In my opinion, the fundamental flaw in Data Quality is that we, the user, are not specific enough. Too often we assume that what we think is right, is right. Unfortunately, quality is subjective. And confusion about meaning doesn’t make it any easier.
I have to get myself a new car. Economy dictates that after its first four years a car needs to be traded in. So I have to go through a selection process and find myself the best quality car.
For me, my current car ticks all my boxes: save, reliable and comfortable. Price is very good and I cannot think of any accessories I have to add. Quality!
Friends and co-workers have a different opinion: I’ts a boring car. No style. Bad lines. No pedigree. Not fast enough. Not cool.
Other friends will add: no room for 3 children, their toys, the cribs and no DVD player.
Clearly, their definition of what defines quality in a car is different than mine.
Well, as long as we don’t have to share our cars, we’re all fine and we’re all happy.
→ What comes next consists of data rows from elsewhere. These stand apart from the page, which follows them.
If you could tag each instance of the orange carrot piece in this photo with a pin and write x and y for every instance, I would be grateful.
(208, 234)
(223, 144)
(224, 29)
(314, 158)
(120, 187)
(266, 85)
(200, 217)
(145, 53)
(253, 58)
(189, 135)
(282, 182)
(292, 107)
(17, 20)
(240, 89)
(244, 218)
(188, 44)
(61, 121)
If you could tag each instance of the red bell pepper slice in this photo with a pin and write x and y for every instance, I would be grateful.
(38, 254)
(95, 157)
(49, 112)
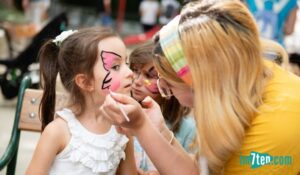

With data, it’s similar. Even though the company creates only one set of data, we all find our little ways in picking up that data and then applying our own tweaks to it to make it ‘ours’. We move it into different databases, but before we do that, we twist the data to fit its next role. Consequently, we end up with loads of spreadsheets and Access databases.
And that is bad.
So why doesn’t the company data fit all our needs? Why is it necessary for so many people to derive their own sets? Simple: they have different needs. Different processes need data in a different manner: filters, aggregations, classifications: all tuned for specific processes. Like with the cars: young people need to look cool, young parents need to carry loads, and me, I just need to get to work.
It seems strange, though. Why, for example, is a simple attribute such as car colour a point of heated discussion between 2 departments? Lets have a look: My car of choice comes in a variety of colours, two of which are Aurora Blue Mica and Stormy Blue Mica. In other words: Blue. Which is exactly the point of discussion. There are literally tens of thousands of different colour descriptions in the automotive world. A risk application would not be able to derive any useful statistics out of that. They would need about 10 values. The rainbow colours, white, black and grey. You can make nice pie-charts with 10 values. But Purchase would need to be very specific: which kind of Blue do we want? You don’t want the dealer to deliver Aurora when you really wanted Stormy (or dolphin, or ocean, or pacific, or …).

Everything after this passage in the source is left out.